In this case UK based TR or ARM will not be a compliant for EMIR, MIFIR and SFTR reports for investment firms that are within the EU on 1 January 2021 in a no-deal Brexit situation. Whereas EU based TR or ARM will not be a compliant destination for FCA regulated firms from 1 January 2021.
To adjust to a worst case scenario (no-deal Brexit), many TRs and ARMs have established new entities and obtained registration for a second TR and ARM. Many companies have separate UK-based and EU-based ARMs and TRs to overcome this problem.
Others will be required to report trades and transactions to the right place in a no-deal Brexit. If company’s reporting obligation is to FCA only, trades/transactions reports must be submitted with UK TR/ARM. In case company’s reporting obligation is to other EU National Competent Authorities only, report must be submitted to an EU-based TR/ARM. In a situation where company have dual reporting obligations, report must be submitted to the respective UK and EU TR/ARM.
Considering that, all investment companies need to review their current arrangements and ensure they are suitable in the event of a no-deal Brexit. This may mean setting up a new contract and reporting arrangements with a new TR/ARM which may or may not be related to the one currently being used. Firms using a delegated reporting provider should check that the appropriate arrangements are being made.
According to the FCA the main idea is that all companies should continue to prepare for all Brexit scenarios given the state of negotiations. Negotiations are going on informally between the EU and the UK but the next step EU Council will take place in mid-October. The UK Prime Minister has announced before that if no agreement is reached by then, the UK is heading for a no-deal Brexit.
In case of a no-deal Brexit, reporting obligations in the UK will be the same as those under MiFIR/MiFID II as they have been adopted locally by the UK parliament, but the UK is looking to make changes and separate from the EU requirements.

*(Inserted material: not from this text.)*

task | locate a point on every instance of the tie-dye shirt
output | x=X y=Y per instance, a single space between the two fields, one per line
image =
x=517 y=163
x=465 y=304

However, EU based companies that has executed its transactions through a UK branch, are obligated to report dually. The FCA announced that the branch will no longer be able to discharge the reporting obligations by transmitting orders to the other entities. In no-deal Brexit scenario, the EMIR reports will need to be split by the jurisdiction of the investment firms rather than the location of its branches.